Не приходится удивляться, что все крупнейшие кинематографические произведения Югославии, посвященные Средневековью так или иначе связаны с Косовской битвой 1389 г. Помимо уже упоминавшейся картины 1939 г. к 575-летию битвы вышел фильм под названием «Битва на Косовом поле», снятый в 1964 г.
Целенаправленный интерес к тематике Средневековья возрождается в югославском кинематографе лишь с 1981 г., когда на экраны выходят сразу две знаковые картины. Первая — «Доротей» от режиссера З. Велимировича (1930–2005) — рассказывает о молодом монахе Доротее, обладающем способностями лечить людей с помощью целебных трав. Его знания привлекают внимание знати, планирующей использовать Доротея в своих интересах. Вторая — «Банович Страхиня» («Закон любви», режиссер В. Мимица, родился в 1923 г.), основана на одноименной сербской народной песне о полумифическом герое XIV в., отправляющемся в долгий поход, чтобы спасти свою жену, похищенную турецким бандитом Сенидхи Али. Примечательно, что несмотря на то, что сюжеты данных картин уже не были сказочными, они тем не менее не содержали реальных исторических событий и персонажей, сохраняя тенденцию подачи Средневековья в отстраненном, нереалистичном ключе. Медиевальный антураж здесь был совмещен с мелодраматическими и приключенческими элементами, отвечавшими интересам публики.
С обострением национальных противоречий в югославском обществе постепенно возрос и интерес к национальному прошлому. В 1989 г., перед самым развалом Югославии, в канун легендарного юбилея Косовской битвы увидел свет самый значимый для сербского кинематографа фильм «Битва на Косовом поле» — масштабное историческое полотно, носившее во многом характер более просербский, нежели его предшественник 1964 г. Режиссером картины стал З. Шотра (родился в 1933 г.), а сценарий был основан на одноименной драме сербского писателя Любомира Симовича (родился в 1935 г.).
В целом необходимо сказать, что кинематограф стал в середине и второй половине ХХ в. эффективным инструментом трансляции в обществе образов и символов Средневековья.

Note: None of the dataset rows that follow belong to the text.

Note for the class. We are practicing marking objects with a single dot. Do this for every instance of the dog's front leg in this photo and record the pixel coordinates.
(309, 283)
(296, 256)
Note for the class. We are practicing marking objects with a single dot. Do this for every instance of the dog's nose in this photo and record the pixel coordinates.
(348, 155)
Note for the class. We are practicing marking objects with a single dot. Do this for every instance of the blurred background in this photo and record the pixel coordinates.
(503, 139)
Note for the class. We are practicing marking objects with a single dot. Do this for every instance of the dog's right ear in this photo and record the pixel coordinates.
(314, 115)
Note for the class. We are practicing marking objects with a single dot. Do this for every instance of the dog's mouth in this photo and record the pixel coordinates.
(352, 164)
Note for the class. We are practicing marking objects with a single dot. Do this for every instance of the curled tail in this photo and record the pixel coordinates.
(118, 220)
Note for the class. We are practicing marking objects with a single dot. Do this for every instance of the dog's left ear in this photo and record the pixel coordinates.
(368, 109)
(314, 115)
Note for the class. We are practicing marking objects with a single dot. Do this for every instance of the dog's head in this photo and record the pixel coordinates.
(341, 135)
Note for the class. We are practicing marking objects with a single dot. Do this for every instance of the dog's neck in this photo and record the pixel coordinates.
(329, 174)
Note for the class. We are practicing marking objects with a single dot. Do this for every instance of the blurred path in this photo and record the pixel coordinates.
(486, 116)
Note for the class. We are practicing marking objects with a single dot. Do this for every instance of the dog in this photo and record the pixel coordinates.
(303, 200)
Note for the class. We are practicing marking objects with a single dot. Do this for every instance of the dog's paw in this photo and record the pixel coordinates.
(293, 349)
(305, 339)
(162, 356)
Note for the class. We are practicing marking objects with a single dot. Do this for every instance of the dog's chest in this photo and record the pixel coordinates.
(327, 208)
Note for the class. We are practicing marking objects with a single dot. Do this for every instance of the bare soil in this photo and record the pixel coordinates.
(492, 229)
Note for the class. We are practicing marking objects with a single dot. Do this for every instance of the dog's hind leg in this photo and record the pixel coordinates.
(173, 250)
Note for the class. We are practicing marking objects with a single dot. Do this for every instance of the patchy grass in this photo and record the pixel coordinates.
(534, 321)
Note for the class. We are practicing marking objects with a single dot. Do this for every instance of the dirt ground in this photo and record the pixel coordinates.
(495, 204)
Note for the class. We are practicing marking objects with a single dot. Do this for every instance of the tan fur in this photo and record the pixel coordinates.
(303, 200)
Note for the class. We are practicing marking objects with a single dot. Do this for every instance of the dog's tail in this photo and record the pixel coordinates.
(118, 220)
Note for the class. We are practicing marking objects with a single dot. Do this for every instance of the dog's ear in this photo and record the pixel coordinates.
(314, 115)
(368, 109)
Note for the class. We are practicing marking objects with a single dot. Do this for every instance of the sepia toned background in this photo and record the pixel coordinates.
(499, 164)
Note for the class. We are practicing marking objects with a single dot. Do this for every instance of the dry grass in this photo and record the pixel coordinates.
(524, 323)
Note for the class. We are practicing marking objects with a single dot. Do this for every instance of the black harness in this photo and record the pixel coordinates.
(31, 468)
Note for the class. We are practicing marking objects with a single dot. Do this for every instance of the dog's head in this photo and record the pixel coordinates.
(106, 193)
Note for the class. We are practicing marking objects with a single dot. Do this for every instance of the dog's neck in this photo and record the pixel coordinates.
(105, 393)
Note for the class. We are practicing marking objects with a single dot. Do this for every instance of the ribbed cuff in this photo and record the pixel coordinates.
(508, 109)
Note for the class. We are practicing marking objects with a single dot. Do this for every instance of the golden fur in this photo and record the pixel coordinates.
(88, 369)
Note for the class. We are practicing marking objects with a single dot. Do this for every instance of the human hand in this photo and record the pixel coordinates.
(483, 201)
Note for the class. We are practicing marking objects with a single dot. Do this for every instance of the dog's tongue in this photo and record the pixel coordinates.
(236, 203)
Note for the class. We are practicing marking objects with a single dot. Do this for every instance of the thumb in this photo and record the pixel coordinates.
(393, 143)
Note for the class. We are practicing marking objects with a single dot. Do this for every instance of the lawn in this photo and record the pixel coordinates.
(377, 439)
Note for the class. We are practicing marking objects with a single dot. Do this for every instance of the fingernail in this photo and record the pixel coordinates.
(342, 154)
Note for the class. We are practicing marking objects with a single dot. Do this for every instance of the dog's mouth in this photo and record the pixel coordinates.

Некоторые картины, являющиеся высокохудожественными произведениями, высоко ценились в интеллектуальных кругах, но Средневековье было не более чем фоном для выражения презентистских идей авторов. В основном средневековая тематика привлекалась для выражения патриотических, национально-освободительных идей, антиклерикальной пропаганды. В то же время за редкими исключениями, к которым относятся прокатный успех «Крестоносцев», популярность болгарских и югославских исторических лент на родине, эти фильмы не стали самыми кассовыми. В пропагандистском плане они были каплей в море фильмов на революционную и военную тематику, отражающую историю Нового и Новейшего времени.
В этом смысле к медиевальному кинематографу наиболее точно подходит слово «узнавание»: он формировал определенные визуальные медиевальные образы, способствовал постижению Средневековья (особенно своего), прошлого своей Родины. Но радикальным средством расширения влиятельности медиевального дискурса в идеологии и общественном сознании кинематограф во второй половине ХХ в. не стал.
Последнее, на чем хотелось бы остановиться при обзоре проявлений медиевализма в славянских и Балканских странах в 1945–1980-е гг., — это место Средневековья в официальном историческом дискурсе. Первый этап развития послевоенной историографии стран Восточной Европы и Балкан связан с влиянием сталинизма, ставшего официальной идеологией. После трансформации режимов «народной демократии» в 1946–1948 гг. коммунистические партии в основном начали проводить политику идеологизации исторической науки в духе марксистско-ленинско-сталинских принципов. Руководящие принципы этой политики хорошо иллюстрируются заявлением болгарского партийного функционера Вылко Червенкова, который в 1948 г. призвал «очистить авгиевы конюшни буржуазной историографии» и поставить истории «на здоровые и научные основы» путем «решительного устранения реакционного наследия»[882]
. В свою очередь генсек ЦК БКП Георгий Димитров настаивал на том, чтобы сломать «остатки буржуазного идеологического метода и великоболгарского шовинизма»[883]. Новая власть проявила крайне негативное отношение и к «буржуазным» ученым. Было заявлено, что нельзя верить ни одному их слову, потому что эти ученые и профессора являются ничем иным, как учеными слугами капиталистического класса[884]. Помимо того что некоторые ученые были лишены возможности заниматься научной деятельностью, они были обвинены в сотрудничестве с предшествующей властью и репрессированы.